In principle, the model is not restricted to very high radiation doses, because radiogenic oxidative effects on DNA repair–related proteins are possible even at low doses, particularly if one considers not only protein inactivation, but more subtle modulations of function potentially leading to decreased repair fidelity and increased mutagenesis. For high-LET radiations, such as α-particles, this may be particularly relevant because each ionizing track produces a dense pattern of energy deposition, which can be interpreted as a high, but localized, radiation dose. Consequently, the same effects seen at high doses (high particle fluences) may be expected at lower doses/fluences, because the same types of ROS are created by radiation, only distributed more scarcely. In situations where important DNA repair- and regulation-related proteins are present in low copy number per cell, radiogenic damage to some of these molecules may have important effects which, along with DNA damage, contribute to biologically important endpoints such as mutagenesis and altered gene expression.

Appendix

In this appendix we explore some properties of the behavior of predicted cell surviving fraction after acute irradiation (S), given by (3) of the main text. To do so, we apply some limiting cases described below.

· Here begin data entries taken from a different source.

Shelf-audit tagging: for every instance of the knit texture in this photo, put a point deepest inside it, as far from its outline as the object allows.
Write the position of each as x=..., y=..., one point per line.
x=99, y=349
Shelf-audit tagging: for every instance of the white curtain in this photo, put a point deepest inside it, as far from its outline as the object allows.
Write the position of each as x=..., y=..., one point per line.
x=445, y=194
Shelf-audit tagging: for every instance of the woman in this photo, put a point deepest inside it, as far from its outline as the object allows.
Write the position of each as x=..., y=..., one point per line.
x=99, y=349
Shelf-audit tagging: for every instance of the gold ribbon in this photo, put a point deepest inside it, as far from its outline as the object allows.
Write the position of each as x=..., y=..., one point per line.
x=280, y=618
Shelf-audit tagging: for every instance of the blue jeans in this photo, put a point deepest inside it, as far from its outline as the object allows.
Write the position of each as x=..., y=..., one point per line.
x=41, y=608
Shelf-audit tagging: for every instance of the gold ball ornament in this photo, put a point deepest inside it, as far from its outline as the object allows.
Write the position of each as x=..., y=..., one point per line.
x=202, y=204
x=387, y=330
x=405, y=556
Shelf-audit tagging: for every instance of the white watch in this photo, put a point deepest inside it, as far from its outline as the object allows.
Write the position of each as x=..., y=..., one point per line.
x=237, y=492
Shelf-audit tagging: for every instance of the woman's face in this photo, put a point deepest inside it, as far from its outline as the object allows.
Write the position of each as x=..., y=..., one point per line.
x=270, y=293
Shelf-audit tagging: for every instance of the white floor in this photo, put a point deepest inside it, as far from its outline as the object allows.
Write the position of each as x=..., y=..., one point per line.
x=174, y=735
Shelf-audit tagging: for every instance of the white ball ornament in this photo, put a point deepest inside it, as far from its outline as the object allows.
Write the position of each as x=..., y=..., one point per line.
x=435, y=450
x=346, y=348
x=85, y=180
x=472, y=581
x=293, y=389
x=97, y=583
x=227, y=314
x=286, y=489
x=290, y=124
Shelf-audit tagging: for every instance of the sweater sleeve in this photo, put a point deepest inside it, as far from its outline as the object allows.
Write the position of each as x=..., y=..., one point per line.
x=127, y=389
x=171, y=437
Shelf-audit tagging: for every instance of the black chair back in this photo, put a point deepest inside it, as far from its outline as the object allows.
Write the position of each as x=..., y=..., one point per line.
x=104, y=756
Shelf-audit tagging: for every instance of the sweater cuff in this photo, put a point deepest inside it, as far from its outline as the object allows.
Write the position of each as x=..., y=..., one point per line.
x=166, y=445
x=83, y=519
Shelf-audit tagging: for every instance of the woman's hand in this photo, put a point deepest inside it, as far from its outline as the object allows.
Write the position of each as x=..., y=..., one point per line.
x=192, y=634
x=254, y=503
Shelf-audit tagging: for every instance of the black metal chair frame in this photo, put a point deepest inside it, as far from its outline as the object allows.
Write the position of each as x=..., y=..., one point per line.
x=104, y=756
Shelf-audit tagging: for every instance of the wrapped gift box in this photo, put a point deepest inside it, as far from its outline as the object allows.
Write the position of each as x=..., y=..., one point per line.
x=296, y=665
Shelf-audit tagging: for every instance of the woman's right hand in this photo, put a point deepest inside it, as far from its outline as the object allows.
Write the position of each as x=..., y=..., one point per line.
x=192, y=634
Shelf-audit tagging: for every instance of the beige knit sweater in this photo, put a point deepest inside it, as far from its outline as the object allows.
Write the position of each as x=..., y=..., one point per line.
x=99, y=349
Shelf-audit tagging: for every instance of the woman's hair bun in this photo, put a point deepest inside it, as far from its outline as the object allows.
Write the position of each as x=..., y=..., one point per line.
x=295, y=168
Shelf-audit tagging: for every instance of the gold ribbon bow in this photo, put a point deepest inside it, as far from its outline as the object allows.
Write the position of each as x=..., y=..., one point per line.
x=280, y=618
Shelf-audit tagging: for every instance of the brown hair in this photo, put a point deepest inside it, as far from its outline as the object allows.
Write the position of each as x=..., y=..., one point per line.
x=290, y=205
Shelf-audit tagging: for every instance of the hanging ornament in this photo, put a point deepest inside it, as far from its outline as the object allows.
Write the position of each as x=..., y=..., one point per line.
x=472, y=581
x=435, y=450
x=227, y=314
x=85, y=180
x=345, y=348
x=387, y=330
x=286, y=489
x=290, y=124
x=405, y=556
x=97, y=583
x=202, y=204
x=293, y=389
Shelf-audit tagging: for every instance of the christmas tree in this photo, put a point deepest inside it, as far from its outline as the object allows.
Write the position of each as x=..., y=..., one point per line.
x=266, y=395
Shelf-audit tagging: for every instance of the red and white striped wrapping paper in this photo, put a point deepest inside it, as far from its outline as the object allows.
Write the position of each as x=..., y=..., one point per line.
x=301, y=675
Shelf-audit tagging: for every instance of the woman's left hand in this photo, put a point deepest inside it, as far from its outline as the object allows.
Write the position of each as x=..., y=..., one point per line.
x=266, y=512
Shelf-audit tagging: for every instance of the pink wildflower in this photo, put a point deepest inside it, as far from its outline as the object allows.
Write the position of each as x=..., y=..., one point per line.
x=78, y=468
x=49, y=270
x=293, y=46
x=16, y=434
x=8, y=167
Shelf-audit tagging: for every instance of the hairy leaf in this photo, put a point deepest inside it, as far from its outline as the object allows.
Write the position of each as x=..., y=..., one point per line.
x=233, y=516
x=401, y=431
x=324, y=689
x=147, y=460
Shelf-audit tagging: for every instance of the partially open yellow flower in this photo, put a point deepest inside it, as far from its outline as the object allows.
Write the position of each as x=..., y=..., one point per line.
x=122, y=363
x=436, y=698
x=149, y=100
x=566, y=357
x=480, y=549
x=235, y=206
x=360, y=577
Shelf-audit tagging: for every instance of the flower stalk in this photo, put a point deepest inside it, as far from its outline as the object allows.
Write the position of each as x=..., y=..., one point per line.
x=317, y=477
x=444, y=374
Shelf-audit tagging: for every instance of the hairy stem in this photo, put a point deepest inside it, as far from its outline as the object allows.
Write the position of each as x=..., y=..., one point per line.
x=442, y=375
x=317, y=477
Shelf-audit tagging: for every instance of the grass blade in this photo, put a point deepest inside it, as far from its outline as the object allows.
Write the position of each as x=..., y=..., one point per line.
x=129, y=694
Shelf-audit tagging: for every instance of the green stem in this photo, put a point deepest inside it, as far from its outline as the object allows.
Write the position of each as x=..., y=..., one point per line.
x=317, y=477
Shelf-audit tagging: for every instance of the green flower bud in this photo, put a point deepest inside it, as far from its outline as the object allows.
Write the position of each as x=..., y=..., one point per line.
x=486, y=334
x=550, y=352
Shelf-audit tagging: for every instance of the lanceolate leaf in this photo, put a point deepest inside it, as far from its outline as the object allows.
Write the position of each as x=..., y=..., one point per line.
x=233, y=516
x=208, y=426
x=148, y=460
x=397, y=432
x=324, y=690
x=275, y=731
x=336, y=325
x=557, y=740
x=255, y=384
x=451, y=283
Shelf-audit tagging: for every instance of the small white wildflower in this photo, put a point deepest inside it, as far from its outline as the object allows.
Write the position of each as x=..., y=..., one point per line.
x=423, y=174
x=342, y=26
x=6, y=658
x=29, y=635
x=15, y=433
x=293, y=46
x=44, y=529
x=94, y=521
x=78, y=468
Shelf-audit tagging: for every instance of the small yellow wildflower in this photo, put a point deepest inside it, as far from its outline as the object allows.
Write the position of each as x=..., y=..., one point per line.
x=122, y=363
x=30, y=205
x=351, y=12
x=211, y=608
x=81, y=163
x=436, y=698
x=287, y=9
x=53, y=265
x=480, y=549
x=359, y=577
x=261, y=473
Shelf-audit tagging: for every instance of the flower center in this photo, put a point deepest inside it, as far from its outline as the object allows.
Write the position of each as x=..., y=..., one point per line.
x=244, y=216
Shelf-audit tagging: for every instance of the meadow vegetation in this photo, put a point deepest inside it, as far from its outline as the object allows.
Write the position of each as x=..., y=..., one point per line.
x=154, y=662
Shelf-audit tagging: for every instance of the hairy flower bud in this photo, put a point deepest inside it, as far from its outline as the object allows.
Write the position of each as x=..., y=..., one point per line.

Effect of repair protein inactivation (k ₁)

The model assumes that DSB repair in D. radiodurans is inherently 100% efficient, but that this efficiency is reduced by radiogenic inactivation of repair proteins (parameter k ₁), and also by limitations on protein turnover rates, repair rates, and time available for repair (affecting parameter k ₂₃). At relatively small radiation doses (D ≪ 1/k ₁), most of the repair proteins remain functional and DSB repair remains very efficient. In this situation the term exp[−k ₁ D] in (3) is approximately equal to 1, so the cell-surviving fraction has the form:

$$ S = { \exp }\left( { - c_{8} D\exp \left[ { - k_{23} } \right]} \right) $$

(5)

Here, the reduction of cell survival with dose is exponential, but this exponential slope is much smaller than the maximum it could reach (which would be equal to the DSB induction rate per unit dose, c ₈) by the factor exp[−k ₂₃]. The DSB repair efficiency could be approximated by 1 − exp[−k ₂₃].

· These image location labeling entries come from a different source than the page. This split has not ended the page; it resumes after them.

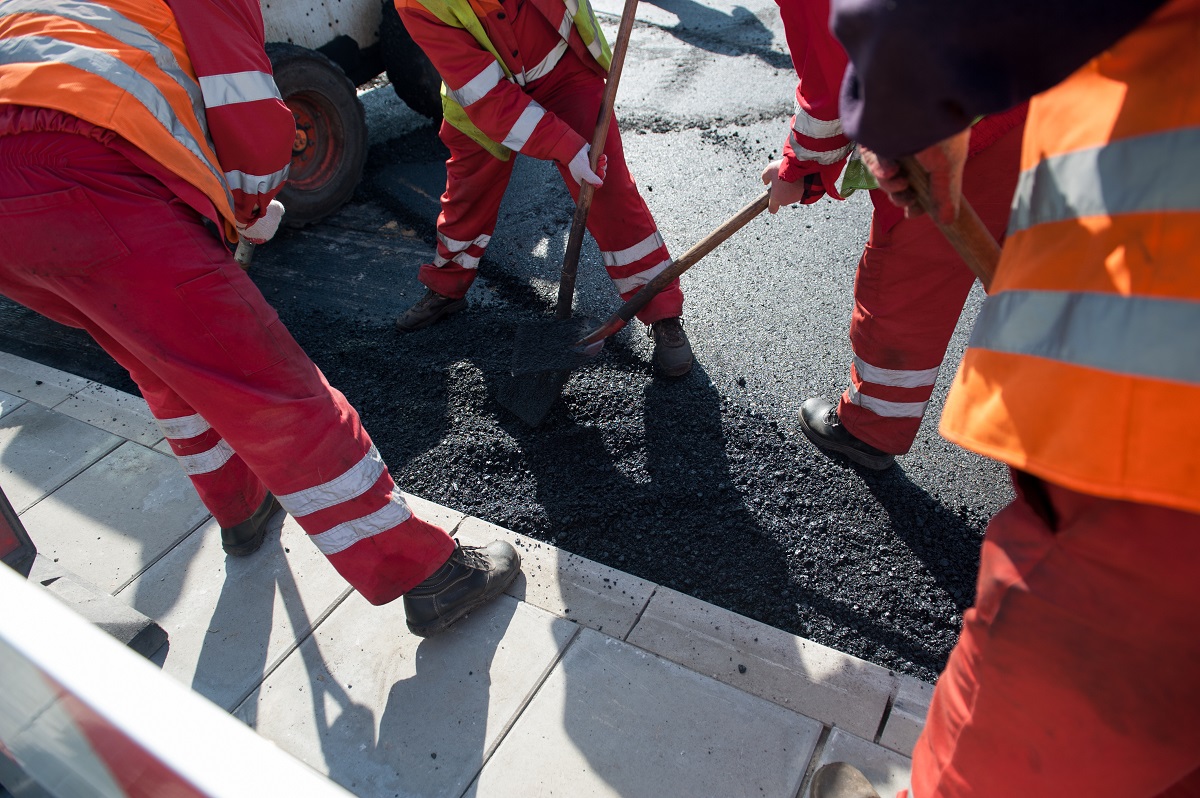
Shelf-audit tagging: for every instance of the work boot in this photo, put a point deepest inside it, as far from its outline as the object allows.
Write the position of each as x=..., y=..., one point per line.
x=672, y=351
x=821, y=425
x=472, y=576
x=840, y=780
x=246, y=537
x=429, y=310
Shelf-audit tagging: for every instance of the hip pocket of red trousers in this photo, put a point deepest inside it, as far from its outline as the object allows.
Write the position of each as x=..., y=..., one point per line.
x=59, y=233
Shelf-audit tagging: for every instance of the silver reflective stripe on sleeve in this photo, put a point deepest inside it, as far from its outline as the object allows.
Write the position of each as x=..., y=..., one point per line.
x=634, y=253
x=207, y=461
x=625, y=285
x=523, y=127
x=345, y=535
x=895, y=377
x=238, y=87
x=478, y=87
x=885, y=408
x=1145, y=174
x=354, y=483
x=1138, y=336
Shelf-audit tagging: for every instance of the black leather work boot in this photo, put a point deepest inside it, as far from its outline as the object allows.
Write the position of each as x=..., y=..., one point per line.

In contrast, at much larger radiation doses (D ≫ 1/k ₁), the term exp{−k ₁ D} in (3) approaches zero, so the cell surviving fraction becomes:

$$ S = \exp \left( { - c_{8} D} \right) $$

(6)

Consequently, at high doses the exponential slope approaches the DSB induction rate per unit dose (c ₈), meaning that efficiency of DSB repair is reduced essentially to zero.

Effect of repair capacity (k ₂₃)

If the repair-related parameter k ₂₃ approaches zero, e.g. due to genetic repair defects, the term exp[−k ₂₃ exp{−k ₁ D}] in (3) becomes 1, and the exponential slope of the cell survival curve reaches the value c ₈. In contrast, if k ₂₃ become large, this term becomes small, making the exponential slope ≪ c ₈, as intuitively expected.